SWP campaign: All politics is class politics

Editorial
February 17, 2025

President Donald Trump threatened to levy sizable tariffs on goods from Canada and Mexico, seeking to achieve a political goal — to force their governments to send troops to more tightly secure their borders with the U.S., to cut down on immigration and drug trafficking. His protectionist threats prepare the ground for further conflicts between the three governments.

He also increased the tariffs that Washington imposes on Chinese products, as it tries to push back the Chinese capitalists’ expanding reach worldwide. 

Clashes like these play a special role in the imperialist epoch, as national ruling classes are driven to compete for markets to secure their own survival at the expense of their rivals. There are no new sources of raw materials and markets in today’s world. Sharpening trade conflicts preceded the slaughter of World Wars I and II, as the imperialist powers fought to redivide the world to their advantage.

Washington, the weakening but still dominant imperialist power, uses both free trade and protection to advance the U.S. rulers’ efforts to outsell their rivals. Karl Marx, the founder of modern communism, explained that whichever trade policy capitalist governments pursue, workers “go to the wall” either way. 

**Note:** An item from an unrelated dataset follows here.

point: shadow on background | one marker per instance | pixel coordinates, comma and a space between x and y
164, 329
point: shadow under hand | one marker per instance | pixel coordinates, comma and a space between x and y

The U.S. rulers always try to mask their trade policies as a defense of our common “American interests.” But the U.S. is class-divided: bosses on one side and workers on the other. Our fundamental interests are counterposed, a division that underlies all political questions. The capitalists’ foreign policies advance their class interests against ruling families abroad in battles over which of them gets to appropriate the biggest hunk of the wealth workers produce. 

Workers have an opposite class standpoint. Our advance cannot be based on competition with fellow workers elsewhere, but on the common interests we share. We are part of the one truly international class. 

The labor movement needs its own working-class foreign policy, one based on solidarity with struggles of fellow workers and oppressed peoples worldwide. Its number one opponent is the bosses and bankers here at home. A working-class foreign policy would call for an end to the crushing debts imperialism imposes on governments in the semicolonial world and would back struggles for national independence. 

Trade conflicts do lead toward shooting wars, including worldwide cataclysms like in 1914 and 1939, but only if the capitalist rulers find a way to turn the working class into cannon fodder. This can’t happen without explosive class battles taking place first in which workers will have the opportunity to take power. 

The imperialist system is marching toward fascism and a third world war. Organizing our own political party, a party of labor, to lead workers’ struggles today and to organize to take power from the capitalist warmakers is the road forward for working people.

On that basis workers worldwide can join hands in the struggle for a socialist world, ending capitalist exploitation, national conflicts and the bloody wars that threaten the existence of all humanity. 

This revolutionary working-class perspective is at the heart of the Socialist Workers Party campaigns for office around the country in 2025.